Увел своего любимого на крыльцо.
— Ты так много, оказывается, знаешь про шаманку и кряж… — Мише было неуютно вспоминать события на Змеиной гряде, да и его любимый каждый раз возвращался с нее издерганным и усталым.
— Тот крест… Мой… — вздохнули под боком и нежно притянули к себе.
— Значит ты был у погоста… — у Мишки от осознания округлились глаза.
— Был… Сценарий прост. У человека должно что-то случиться. Он должен быть или озлоблен, или несчастен, или болен. Счастливый да здоровый никогда к шаманке не придет. А потом ты выходишь на могилу, спускаешься вниз и все. Если не оставишь что-то на дереве и не загадаешь желание… Шаманка заберет твою жизнь. Чтобы понять это, я провел практически две недели на ее стороне, но у меня были вода и еда, в отличие от Григория.
— Что? — прошептал Миша.
— Что? — не понял Иван.
— Что ты загадал… — пояснил, замирая в объятиях своей непростой любви, Талыгин.
— Пять лет назад моя жена подала на развод и запретила мне общаться с дочерью. Для меня это был удар… Я пошел тогда на гряду, хотя Степан предупреждал не делать этого в таком состоянии. И попался. Я так же спустился, как и Григорий, вниз, просто не поверил, что все наяву. Если бы развернулся как Валька, то ничего бы не случилось. Хотя шаманка все равно приходила по его душу. Мы потом с Валей нашли следы отпечатков ее мокасин у нас под окнами. А вам не сказали, дабы не пугать. И ее оленя с растроенным копытом. Но Валентину повезло, он не спустился к погосту и своего ничего не оставил в ее владениях. — Иван гладил волосы Мишки и рассказывал, как будто завтра будет конец света, и его прорвало: — Потом видел силуэт шаманки во всем, и когда стал уже забывать о желании — появился ты.
— Так что ты загадал все-таки? Или это секрет? — пробормотал Мишка.
— Тебя я загадал, — прошептали в ответ и улыбнулись вытянувшемуся лицу.
— Прямо меня? Вот такого, как есть? С яйцами и членом?!

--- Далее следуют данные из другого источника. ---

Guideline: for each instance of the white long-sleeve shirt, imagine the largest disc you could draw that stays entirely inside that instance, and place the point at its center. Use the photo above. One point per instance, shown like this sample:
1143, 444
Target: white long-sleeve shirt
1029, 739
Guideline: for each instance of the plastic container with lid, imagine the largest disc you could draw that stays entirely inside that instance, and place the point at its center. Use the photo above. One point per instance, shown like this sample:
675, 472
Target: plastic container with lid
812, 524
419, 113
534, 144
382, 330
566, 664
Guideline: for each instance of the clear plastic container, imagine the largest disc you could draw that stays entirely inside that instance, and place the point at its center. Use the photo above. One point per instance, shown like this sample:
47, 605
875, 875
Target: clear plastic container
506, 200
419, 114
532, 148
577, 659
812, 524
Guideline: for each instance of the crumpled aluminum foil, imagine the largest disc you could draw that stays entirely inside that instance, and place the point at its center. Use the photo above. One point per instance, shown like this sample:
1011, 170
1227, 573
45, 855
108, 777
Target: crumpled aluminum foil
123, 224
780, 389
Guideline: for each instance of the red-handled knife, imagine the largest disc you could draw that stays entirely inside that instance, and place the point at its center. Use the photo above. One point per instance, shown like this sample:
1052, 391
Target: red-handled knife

— Ну-у-у, нет, конечно, я не знал, что моим любимым окажется парень. Но я пожелал новой любви. И такой, чтобы никогда меня более не предали и не оставили одного.
Мишу поцеловали чувственно, а потом подпрыгнули, услышав крик из дома.
— Там! В окне был кто-то, — прохрипел испуганный Жора, тыча в занавеску. — Белое лицо, черные волосы и взгляд нечеловеческий…
— Хм-м-м, вот и загадывай! А то завтра с моего зимовья живым не уйдешь, — усмехнулся Иван, он снова потянул Талыгина, теперь уже под окна, где нашел так же, как и тогда с Валькой, знакомые следы.
Птичника повели вдвоем, охраняемые своими волками. Иван побоялся Мишку оставлять одного. Да и не хотелось после тех следов пока быть на зимовье. Погостили пару дней у Степана, пока не пришел катер и не забрал поседевшего, осунувшегося птичника. Старый егерь был только за, он даже комнату выделил для любовной пары — ту гостевую, что когда-то занимала Светлана. Если бы его воля, он бы Талыгина вообще у себя оставил. Еще бы, эти дни Мишка готовил на четверых и как готовил. А потом Мишка и Иван пошли домой.
— А почему ты сказал Жоре не возвращаться, пока брелок не вернется?
— У местных поверье есть: если вещь, которую шаманке отдал, возвращается обратно, то желание твое исполнилось, и ты полностью за него перед хозяйкой гряды расплатился.
— Значит твое желание, Иван? — у Мишеньки от понимания распахнулись на все лицо глаза.
— Мое желание рядом со мной, но вот плата за него… Видно, шаманке я еще должен, коли мой крест до сих пор на ее дереве, — пожали плечами, ступая твердо по дороге домой.